A partire proprio dalla composizione del listino. Sono 4 i posti a disposizione ma tanti i papabili. Difficile esaudire tutte le aspirazioni e allo stesso tempo anche riuscire a incastrare tutte le dinamiche. Senza contare che è nutrita anche la schiera di chi chiede che il listino venga depotenziato. I renziani in particolare spingono per utilizzare il listino (che doveva già essere abolito da anno) come tre anni fa: metterci dentro nomi di facciata come i parlamentari che poi rinunciando darebbero spazio ai primi non eletti. Ma non sono i soli. Ad ogni modo c’è il primo candidato ufficiale dei renziani nella lista del Potentino del Pd: è Vincenzo La Regina. Il candidato nella lista del Materano verrà scelto nella prossima ora. Fausto De Maria ha spiegato il proprio passo indietro: «In caso di elezioni avrei dovuto dimettermi da sindaco; avrei tradito così la fiducia dei miei concittadinoi che solo 15 mesi fa mi hanno eletto; per questa incompatibilità, ho valutato di non candidarmi».
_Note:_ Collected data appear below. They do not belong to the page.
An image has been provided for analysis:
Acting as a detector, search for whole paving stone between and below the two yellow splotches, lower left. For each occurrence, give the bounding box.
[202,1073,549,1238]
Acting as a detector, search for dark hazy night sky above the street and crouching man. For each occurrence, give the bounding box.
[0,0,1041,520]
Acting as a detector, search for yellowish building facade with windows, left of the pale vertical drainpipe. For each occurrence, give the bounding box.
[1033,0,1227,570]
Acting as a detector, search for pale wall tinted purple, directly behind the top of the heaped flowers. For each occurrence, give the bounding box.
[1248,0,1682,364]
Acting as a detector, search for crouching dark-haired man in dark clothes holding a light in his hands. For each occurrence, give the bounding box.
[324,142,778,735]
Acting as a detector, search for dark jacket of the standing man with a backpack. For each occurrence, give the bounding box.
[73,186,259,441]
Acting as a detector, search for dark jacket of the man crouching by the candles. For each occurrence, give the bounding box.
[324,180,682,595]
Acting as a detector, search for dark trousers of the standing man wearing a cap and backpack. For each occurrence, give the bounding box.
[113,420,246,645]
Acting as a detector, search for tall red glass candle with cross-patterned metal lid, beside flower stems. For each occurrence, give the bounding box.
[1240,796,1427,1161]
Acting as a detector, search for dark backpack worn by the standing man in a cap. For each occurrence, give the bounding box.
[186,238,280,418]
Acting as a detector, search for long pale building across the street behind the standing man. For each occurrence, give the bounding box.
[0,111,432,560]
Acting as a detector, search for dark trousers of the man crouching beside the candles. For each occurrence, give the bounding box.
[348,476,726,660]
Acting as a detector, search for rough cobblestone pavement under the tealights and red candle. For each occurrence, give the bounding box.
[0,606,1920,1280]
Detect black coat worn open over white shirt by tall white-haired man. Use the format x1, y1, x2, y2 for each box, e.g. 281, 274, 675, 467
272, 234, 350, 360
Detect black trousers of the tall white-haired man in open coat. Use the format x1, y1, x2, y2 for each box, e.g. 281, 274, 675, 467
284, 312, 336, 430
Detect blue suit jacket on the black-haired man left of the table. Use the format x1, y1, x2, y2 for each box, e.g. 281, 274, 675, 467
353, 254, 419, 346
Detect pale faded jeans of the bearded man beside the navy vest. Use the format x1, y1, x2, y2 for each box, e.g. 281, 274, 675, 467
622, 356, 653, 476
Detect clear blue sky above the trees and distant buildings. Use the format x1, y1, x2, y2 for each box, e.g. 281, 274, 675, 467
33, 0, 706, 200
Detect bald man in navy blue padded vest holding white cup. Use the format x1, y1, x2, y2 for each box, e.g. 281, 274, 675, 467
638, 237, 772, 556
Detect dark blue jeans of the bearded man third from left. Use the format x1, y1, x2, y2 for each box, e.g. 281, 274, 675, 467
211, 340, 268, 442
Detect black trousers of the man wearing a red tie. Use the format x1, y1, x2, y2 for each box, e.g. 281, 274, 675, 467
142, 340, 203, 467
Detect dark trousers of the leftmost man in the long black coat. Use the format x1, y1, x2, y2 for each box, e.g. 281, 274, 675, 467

Per il resto, proprio stanotte si sarebbe svolta una riunione per definire meglio alcune postazioni. Per il listino circola con insistenza sempre il nome di Piero Lacorazza che libererebbe così voti per la corsa nelle liste di Vito Santarsiero e di Angela Latoracca che altrimenti vedrebbero ridotta la loro potenza elettorale. Sempre in auge per il listino anche il nome di Antonello Molinari. Nelle ultime ore però si è fatto anche il nome di Carmine Castelgrande. Il pupillo di De Filippo è stato consigliere regionale anche se solo per un giorno. Ma se la regola di non candidare gli uscenti vale, vale per tutti. Per questo si affaccia l’ipotesi che lo stesso Castelgrande possa essere ripescato nel listino.